Build quality lives up to the “L” series name, but this lens is a little plasticky.

Launched 2010
Weight 1490g
Recommended price $2,099 or £1,540 or R23,395

 Canon 70 - 200 f/2.8L IS II USMThe pros

This is a great focal length for general travel and safaris and is one of Canon’s workhorse lenses. At top photo destinations, you’ll often be closer to the wildlife than you expect, so it’s important to have a zoom in this range whether you have a full-frame or crop-sensor camera. It’s also great for portraits. The build quality is robust, as with all Canon “L” lenses.

This lens delivers incredible image quality and the focus is so fast and accurate that you’ll hardly notice it. The lens plays very well with Canon’s 1.4x III converter.
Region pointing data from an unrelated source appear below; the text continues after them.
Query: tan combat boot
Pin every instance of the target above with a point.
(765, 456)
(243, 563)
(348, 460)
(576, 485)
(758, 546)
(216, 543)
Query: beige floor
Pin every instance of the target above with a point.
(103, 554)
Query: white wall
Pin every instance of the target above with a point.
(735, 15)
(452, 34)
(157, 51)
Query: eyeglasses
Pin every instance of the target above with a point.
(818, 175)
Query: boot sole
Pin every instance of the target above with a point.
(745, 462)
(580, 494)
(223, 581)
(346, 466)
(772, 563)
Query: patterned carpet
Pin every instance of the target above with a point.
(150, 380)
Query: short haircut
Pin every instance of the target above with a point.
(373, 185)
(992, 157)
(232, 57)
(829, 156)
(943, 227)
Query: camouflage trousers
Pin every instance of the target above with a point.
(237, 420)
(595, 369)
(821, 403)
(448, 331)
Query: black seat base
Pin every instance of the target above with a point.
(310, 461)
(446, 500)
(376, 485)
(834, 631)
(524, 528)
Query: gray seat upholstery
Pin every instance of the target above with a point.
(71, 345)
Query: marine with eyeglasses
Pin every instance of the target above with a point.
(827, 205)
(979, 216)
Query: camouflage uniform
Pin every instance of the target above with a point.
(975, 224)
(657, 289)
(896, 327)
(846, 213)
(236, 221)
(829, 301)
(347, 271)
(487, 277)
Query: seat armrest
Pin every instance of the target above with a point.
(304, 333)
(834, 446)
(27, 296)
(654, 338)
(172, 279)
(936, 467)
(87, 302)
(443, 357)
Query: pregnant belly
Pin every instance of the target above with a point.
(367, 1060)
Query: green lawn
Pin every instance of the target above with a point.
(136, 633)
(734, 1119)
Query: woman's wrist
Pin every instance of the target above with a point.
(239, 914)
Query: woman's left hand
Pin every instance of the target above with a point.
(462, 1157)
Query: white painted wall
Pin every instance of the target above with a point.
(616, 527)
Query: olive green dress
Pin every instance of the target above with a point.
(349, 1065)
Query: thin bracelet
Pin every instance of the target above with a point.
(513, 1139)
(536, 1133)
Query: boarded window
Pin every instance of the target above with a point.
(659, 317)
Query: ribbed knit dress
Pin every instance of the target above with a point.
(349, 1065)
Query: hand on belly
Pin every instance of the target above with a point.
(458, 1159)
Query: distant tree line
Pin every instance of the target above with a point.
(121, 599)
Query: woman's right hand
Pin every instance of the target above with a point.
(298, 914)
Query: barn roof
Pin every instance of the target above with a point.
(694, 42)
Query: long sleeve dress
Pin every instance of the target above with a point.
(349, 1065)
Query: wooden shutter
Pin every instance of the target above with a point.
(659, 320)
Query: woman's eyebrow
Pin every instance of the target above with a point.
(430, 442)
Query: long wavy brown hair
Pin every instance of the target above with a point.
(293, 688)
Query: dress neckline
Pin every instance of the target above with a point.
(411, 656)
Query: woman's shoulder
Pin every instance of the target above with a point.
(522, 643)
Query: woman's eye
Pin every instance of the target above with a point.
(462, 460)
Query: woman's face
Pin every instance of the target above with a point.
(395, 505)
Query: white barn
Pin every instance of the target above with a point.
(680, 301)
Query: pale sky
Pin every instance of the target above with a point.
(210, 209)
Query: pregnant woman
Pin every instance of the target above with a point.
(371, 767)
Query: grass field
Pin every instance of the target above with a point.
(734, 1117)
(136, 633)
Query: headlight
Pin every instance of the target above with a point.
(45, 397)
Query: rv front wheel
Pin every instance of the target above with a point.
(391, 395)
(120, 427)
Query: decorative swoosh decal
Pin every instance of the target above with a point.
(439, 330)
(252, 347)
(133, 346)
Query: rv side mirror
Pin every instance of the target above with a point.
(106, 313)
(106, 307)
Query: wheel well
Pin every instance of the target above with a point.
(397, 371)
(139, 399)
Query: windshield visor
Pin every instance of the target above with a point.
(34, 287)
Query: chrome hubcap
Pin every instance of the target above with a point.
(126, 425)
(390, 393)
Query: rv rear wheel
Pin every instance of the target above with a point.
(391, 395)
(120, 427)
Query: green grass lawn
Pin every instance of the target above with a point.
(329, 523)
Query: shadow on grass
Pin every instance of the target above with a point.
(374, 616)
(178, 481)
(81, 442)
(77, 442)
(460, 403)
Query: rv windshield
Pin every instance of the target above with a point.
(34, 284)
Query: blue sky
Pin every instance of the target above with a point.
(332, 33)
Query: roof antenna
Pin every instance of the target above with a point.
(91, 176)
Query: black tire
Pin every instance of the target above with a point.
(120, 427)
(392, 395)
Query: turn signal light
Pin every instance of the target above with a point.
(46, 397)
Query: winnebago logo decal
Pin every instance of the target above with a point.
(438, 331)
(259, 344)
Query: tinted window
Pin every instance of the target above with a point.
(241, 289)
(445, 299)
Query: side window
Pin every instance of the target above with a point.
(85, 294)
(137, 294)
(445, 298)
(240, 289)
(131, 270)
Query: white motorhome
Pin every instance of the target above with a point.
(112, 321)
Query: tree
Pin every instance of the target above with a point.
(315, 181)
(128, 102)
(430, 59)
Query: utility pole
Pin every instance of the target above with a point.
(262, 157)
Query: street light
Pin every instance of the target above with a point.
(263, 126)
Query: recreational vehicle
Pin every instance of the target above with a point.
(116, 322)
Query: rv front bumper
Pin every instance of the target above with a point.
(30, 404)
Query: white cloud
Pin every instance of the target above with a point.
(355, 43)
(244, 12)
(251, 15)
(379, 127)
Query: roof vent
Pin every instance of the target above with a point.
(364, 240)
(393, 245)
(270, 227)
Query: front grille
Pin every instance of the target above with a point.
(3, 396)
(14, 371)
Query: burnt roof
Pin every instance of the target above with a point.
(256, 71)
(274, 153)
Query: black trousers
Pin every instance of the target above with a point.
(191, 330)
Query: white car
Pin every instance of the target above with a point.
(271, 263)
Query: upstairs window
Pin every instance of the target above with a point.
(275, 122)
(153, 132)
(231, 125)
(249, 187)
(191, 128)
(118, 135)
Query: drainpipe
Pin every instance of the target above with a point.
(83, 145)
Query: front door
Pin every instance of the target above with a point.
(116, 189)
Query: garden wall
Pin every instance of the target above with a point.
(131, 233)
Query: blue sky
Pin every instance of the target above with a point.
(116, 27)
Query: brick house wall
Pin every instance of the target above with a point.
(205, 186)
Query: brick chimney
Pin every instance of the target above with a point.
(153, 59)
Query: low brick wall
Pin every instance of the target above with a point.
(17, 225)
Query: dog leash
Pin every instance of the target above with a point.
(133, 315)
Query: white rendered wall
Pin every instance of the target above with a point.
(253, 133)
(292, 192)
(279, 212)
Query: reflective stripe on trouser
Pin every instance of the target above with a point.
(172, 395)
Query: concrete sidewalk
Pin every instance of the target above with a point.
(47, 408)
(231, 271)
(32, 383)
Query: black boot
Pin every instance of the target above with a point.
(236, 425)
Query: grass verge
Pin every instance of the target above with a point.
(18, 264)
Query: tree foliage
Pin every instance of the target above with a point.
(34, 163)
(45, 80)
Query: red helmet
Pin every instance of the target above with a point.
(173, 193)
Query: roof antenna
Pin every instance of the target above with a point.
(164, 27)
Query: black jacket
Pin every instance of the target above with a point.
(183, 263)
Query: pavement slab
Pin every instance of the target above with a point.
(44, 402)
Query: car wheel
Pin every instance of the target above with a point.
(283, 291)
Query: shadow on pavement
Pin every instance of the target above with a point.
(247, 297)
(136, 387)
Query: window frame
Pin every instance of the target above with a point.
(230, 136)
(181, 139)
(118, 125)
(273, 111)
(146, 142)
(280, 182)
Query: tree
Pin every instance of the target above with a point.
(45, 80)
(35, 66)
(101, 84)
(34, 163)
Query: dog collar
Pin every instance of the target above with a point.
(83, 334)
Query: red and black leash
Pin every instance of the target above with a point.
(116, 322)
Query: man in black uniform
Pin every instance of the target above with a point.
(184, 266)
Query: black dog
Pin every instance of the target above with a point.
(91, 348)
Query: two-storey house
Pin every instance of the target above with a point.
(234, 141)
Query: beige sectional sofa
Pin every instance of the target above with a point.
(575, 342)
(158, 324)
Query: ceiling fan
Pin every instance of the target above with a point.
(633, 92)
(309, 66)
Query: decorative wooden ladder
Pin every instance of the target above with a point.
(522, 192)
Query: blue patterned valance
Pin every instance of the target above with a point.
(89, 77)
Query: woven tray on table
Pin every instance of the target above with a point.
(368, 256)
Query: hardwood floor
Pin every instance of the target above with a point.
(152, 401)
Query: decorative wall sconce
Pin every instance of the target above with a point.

The 2x III converter also works, but you’ll be better off choosing a longer lens when it comes to image quality and speed.

The cons

Canon makes a variety of 70-200mm lenses in different flavours—they have different maximum apertures and come with or without image stabilisation. If you’re after the best image quality available, this is the lens for you.

The trade-off of the wide f/2.8 aperture and the helpful IS feature is that this lens is expensive, big and heavy! If you’ll be shooting mostly from a vehicle, go for this one, it’s the best. If you plan to be on foot, check out the cheaper and lighter 70-200 f/4.